Sarcasm, John? Do you really think that's necessary here?

Or was that just some kind of humor that's falling seriously short of the mark?

But to seriously (if that's possible) respond to your "remark" - they should have the courtesy to respond to my letter to them, don't you think? Or, is that too much to ask of them?

Is them getting involved and trying to help out the "little guys" beneath them? Not a matter of "national security" (even though though those same bots could be turned against any site - including government ones?) and thus not "important" enough for them to look into?

What, exactly, are you trying to say, John?

It is tongue in check since all of these webmasters know the problem has to do with the hardware they are leasing from their hosts. Some hardware can stand it and handle the problems..some can not.
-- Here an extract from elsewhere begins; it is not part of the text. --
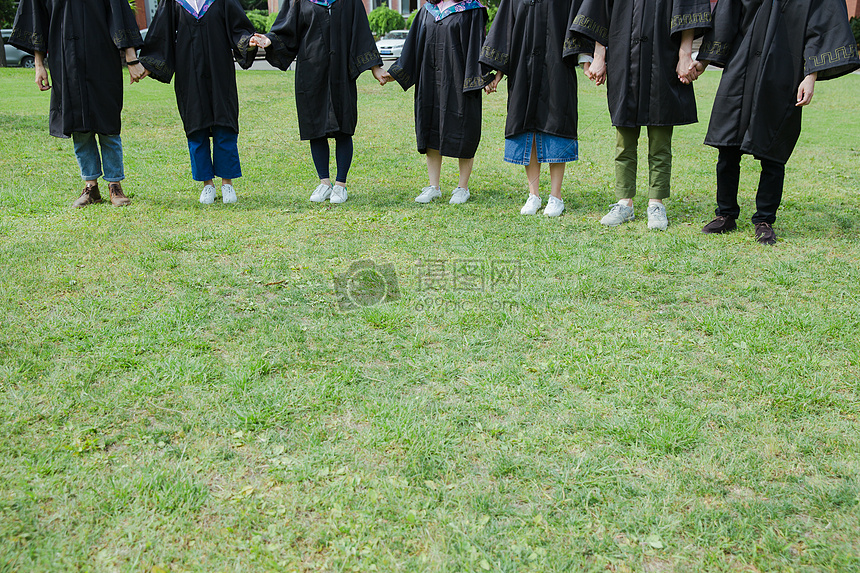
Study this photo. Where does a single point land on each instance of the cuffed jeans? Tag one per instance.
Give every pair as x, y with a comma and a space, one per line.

Most are running their operations on older hardware..has to do with cost vs. functionality.


Does not make a difference "who" is behind the rash of DDOS attacks or where they are coming from..figure it to be the advertising guys who are now P.O. ed you are cutting into their free enterprise and they do not like it.

Being a Director of marketing at one point, i can tell you that nothing really happens in this world until " Some one sell somthing to another person " that is what makes the world go around.
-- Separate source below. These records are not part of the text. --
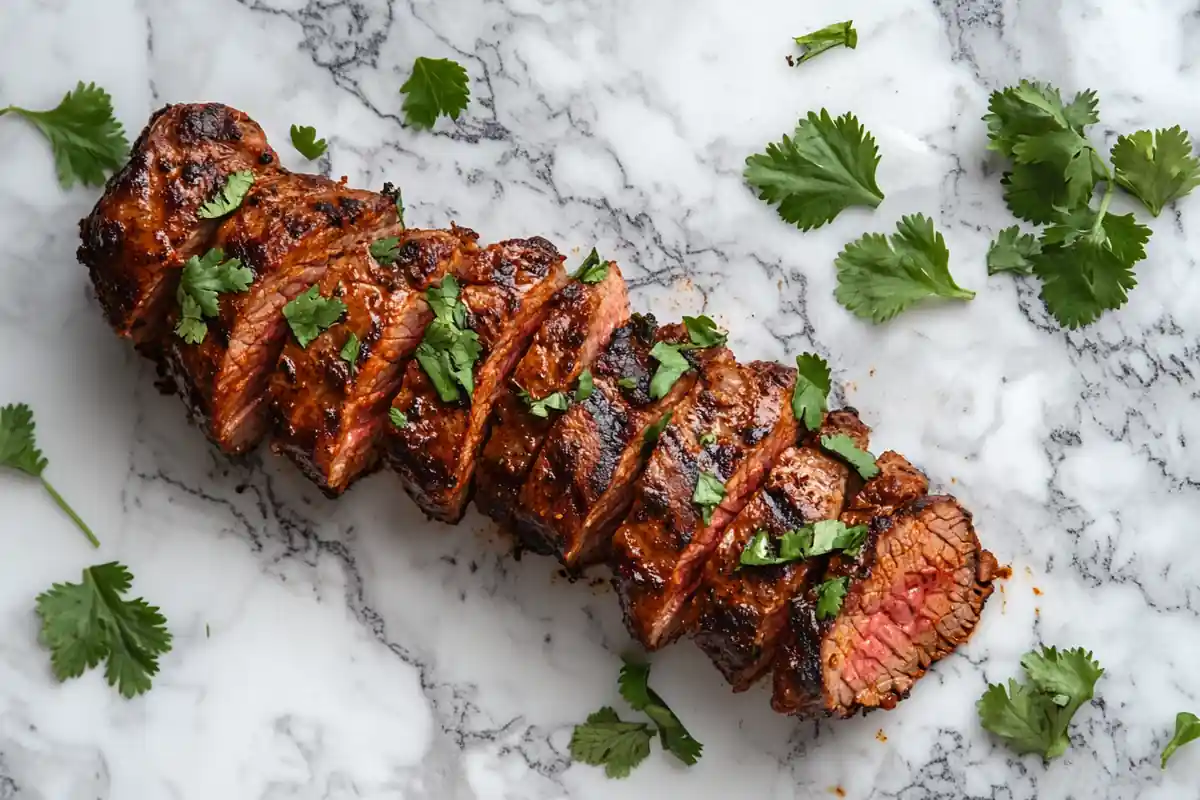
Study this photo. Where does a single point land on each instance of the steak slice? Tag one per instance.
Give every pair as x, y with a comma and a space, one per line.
581, 320
286, 230
659, 552
329, 411
913, 595
145, 224
581, 485
739, 613
505, 289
If a court case came up odd are in favor of sellers not the stopper.

I do not like the methods being practiced one bit..just like you. But i think the approach is totally wrong.
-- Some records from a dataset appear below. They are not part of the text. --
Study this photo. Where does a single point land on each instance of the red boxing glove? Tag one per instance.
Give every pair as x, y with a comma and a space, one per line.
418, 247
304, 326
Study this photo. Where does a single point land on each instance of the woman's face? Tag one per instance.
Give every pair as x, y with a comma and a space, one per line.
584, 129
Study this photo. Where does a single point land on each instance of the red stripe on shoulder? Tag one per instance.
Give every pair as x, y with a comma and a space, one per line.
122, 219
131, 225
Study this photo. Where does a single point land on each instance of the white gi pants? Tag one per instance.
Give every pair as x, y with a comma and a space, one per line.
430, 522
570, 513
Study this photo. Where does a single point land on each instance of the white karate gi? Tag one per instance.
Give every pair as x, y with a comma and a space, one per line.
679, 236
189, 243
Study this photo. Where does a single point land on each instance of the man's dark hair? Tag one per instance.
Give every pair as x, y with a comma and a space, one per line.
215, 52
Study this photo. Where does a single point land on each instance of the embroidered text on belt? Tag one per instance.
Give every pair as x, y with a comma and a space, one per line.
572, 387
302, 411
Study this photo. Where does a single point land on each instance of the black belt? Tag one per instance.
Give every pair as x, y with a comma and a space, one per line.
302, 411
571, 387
One solution is to buy your own server..but you have to shop right if you want a good one. Then you have to be located where you can get some big pipes.

That kind of filtering would be nice, except you will then block a huge number of legitemate users.

Namely, anyone who happens to come here (or anywhere using such techniques) with an empty browser cache. Most browsers will cache all the components of a page on the first visit to that page, so for that initial connection a huge number (especially on pages with a lot of graphic elelments, like Post Reply page....42 individual images for the buttons and smileys....42 individual requests in a very short period of time; Avatars add more....).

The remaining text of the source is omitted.